Fora isso, não havia tempo livre.

O curso prático ia até onze e meia da noite, depois voltavam para o dormitório de dez pessoas, apagavam as luzes e dormiam.

Toda a escola era monitorada por olhos mágicos, qualquer violação do regulamento resultava, no mínimo, em perder um dedo.

Havia vários testes e avaliações.

Apenas um dia bastou para que Arthur e Liszt sentissem que estavam condenados.

Outros novatos também sofriam: dor da alma pela manhã, dor física à tarde, alta vigilância e controle, e isso por seis meses seguidos.

Muitos adeptos optavam pelo suicídio.

O ressentimento e sofrimento eram visíveis, absorvidos pelo círculo mágico no centro da escola.

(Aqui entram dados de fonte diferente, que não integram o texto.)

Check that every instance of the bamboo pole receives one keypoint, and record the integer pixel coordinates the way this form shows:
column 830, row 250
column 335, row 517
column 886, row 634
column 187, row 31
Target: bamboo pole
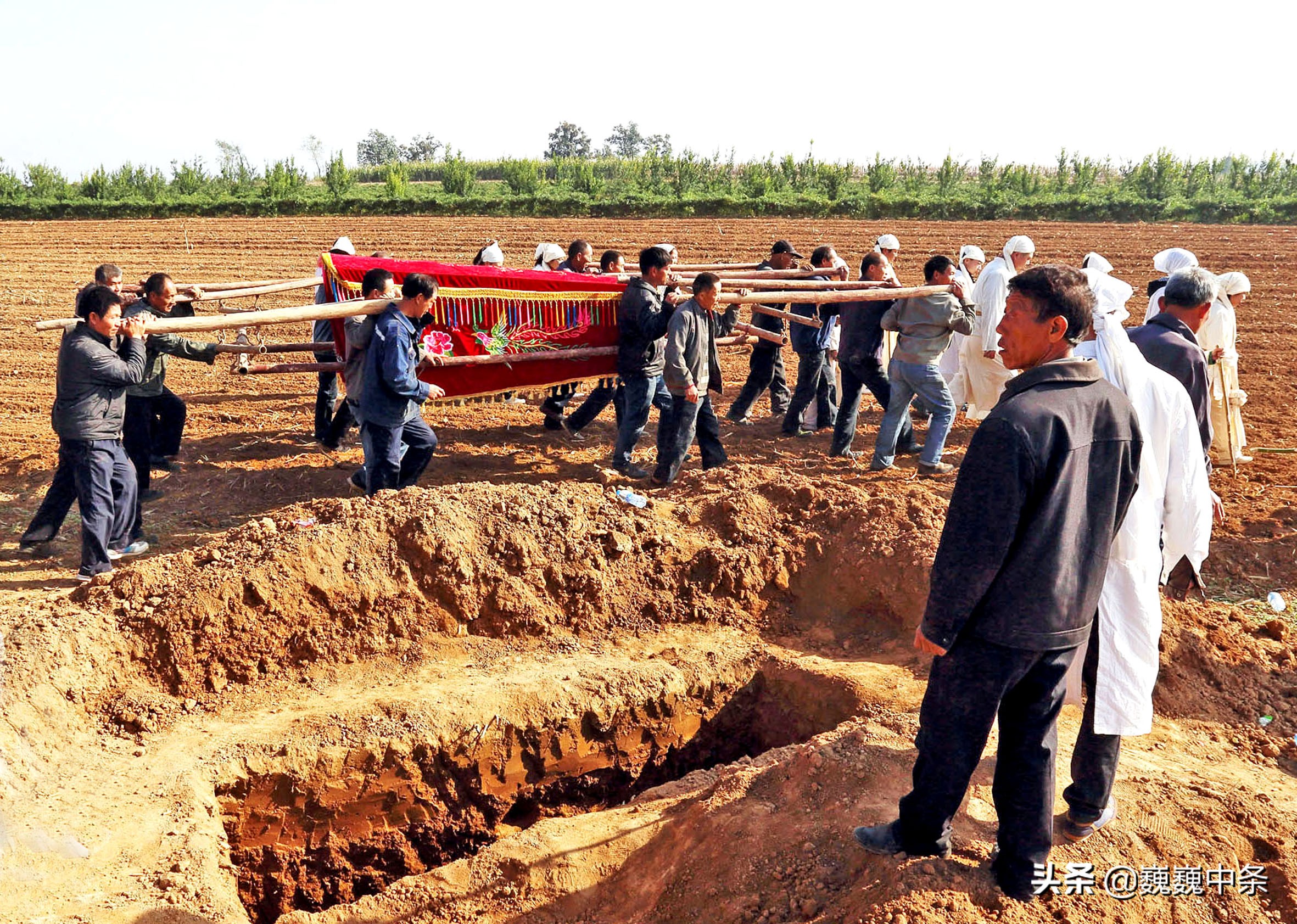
column 764, row 335
column 288, row 285
column 1228, row 422
column 304, row 313
column 786, row 315
column 711, row 267
column 238, row 284
column 274, row 348
column 510, row 358
column 277, row 368
column 792, row 284
column 830, row 297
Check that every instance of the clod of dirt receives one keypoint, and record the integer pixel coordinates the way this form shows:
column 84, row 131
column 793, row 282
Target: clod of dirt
column 379, row 577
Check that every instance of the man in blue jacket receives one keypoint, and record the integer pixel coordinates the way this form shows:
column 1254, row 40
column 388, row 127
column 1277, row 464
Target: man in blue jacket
column 389, row 404
column 98, row 361
column 1016, row 583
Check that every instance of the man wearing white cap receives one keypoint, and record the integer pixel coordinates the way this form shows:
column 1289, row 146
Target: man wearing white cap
column 1166, row 262
column 887, row 245
column 985, row 375
column 1165, row 533
column 330, row 427
column 491, row 256
column 966, row 270
column 1220, row 337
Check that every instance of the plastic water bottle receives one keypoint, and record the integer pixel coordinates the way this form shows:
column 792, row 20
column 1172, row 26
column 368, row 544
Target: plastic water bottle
column 628, row 497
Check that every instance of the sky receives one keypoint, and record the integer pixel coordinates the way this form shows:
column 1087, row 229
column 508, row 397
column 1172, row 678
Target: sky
column 105, row 82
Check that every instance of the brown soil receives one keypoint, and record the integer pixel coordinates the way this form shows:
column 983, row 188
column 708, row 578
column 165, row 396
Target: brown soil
column 436, row 705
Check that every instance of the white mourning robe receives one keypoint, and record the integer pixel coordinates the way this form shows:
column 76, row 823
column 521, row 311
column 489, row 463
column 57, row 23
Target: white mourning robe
column 1173, row 503
column 985, row 379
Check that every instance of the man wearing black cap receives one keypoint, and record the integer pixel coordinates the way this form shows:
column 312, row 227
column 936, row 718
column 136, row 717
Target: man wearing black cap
column 765, row 366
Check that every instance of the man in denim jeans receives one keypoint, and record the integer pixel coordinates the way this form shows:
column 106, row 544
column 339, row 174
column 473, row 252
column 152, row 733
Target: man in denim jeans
column 925, row 326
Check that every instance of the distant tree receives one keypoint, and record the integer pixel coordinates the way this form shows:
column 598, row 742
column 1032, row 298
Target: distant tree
column 316, row 148
column 378, row 149
column 338, row 178
column 659, row 144
column 568, row 141
column 625, row 141
column 235, row 169
column 421, row 149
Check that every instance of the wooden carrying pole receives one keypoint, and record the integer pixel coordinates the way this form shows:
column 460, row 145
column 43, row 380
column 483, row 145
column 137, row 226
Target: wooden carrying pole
column 274, row 348
column 758, row 332
column 1228, row 423
column 208, row 323
column 826, row 297
column 287, row 285
column 789, row 284
column 786, row 315
column 488, row 360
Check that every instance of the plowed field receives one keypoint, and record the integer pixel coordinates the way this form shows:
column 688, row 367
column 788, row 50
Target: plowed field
column 505, row 696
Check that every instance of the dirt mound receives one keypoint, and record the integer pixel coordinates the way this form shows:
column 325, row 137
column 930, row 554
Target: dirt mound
column 345, row 580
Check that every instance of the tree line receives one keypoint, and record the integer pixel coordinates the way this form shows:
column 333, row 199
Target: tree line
column 635, row 174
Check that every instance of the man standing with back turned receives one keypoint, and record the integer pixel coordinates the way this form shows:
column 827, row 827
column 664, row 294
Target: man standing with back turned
column 1015, row 587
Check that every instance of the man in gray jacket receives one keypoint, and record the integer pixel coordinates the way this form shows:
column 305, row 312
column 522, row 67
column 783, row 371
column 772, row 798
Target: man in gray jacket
column 692, row 369
column 925, row 326
column 95, row 368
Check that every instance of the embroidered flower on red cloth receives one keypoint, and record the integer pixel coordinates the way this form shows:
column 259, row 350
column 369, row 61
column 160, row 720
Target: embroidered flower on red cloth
column 439, row 343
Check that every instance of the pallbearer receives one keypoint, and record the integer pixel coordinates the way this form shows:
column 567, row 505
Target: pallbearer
column 1017, row 578
column 693, row 369
column 1166, row 531
column 985, row 373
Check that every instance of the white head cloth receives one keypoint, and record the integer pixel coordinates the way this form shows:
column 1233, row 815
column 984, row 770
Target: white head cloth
column 1094, row 261
column 1174, row 258
column 1115, row 346
column 547, row 252
column 1231, row 284
column 1019, row 244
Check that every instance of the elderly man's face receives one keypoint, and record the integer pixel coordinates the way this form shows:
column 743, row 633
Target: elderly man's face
column 1025, row 340
column 707, row 297
column 165, row 300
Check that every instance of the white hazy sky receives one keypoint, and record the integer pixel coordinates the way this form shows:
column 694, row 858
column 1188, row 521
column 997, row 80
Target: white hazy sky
column 102, row 82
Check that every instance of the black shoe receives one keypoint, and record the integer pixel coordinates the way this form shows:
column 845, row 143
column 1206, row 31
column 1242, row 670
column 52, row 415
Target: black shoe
column 880, row 839
column 936, row 469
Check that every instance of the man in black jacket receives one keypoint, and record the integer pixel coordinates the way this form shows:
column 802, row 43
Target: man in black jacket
column 155, row 415
column 95, row 368
column 1167, row 340
column 858, row 358
column 642, row 319
column 1015, row 586
column 693, row 369
column 765, row 365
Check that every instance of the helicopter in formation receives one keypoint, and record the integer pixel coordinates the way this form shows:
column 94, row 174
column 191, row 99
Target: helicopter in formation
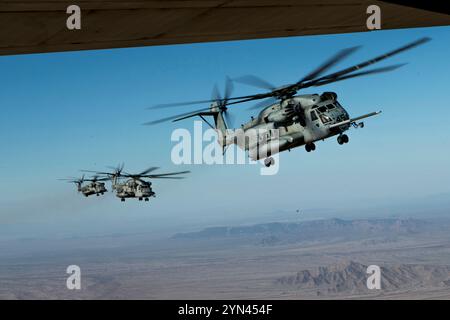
column 287, row 120
column 127, row 185
column 96, row 185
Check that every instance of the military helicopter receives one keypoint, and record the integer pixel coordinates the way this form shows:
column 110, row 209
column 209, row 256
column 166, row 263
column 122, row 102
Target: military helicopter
column 129, row 185
column 96, row 186
column 301, row 120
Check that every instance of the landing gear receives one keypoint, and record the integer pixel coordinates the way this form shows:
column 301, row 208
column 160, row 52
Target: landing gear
column 269, row 162
column 310, row 147
column 342, row 139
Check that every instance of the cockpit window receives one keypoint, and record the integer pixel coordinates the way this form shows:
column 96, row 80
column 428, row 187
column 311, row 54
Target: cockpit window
column 325, row 118
column 322, row 109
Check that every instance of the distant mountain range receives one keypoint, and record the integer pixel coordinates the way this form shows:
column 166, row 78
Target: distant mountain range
column 350, row 277
column 280, row 232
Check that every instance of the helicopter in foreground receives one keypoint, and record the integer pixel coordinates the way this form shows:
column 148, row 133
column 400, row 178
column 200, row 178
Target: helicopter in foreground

O que surpreendeu Liszt e Arthur foi que Ansu, embora inicialmente desconfortável, rapidamente adaptou-se ao ritmo intenso de treinamento e começou a prosperar.

Até ostentava um sorriso radiante.

Contrastava fortemente com os outros recrutas, que pareciam à beira da morte.

“Você não está sofrendo?” Arthur ficou espantado.

Nosso chefe Ansu é mesmo incrível?

“Sou formado pela Academia Sagrada da Água Eterna.”

Ansu sorriu para ele, “Lá a formação dura seis anos.”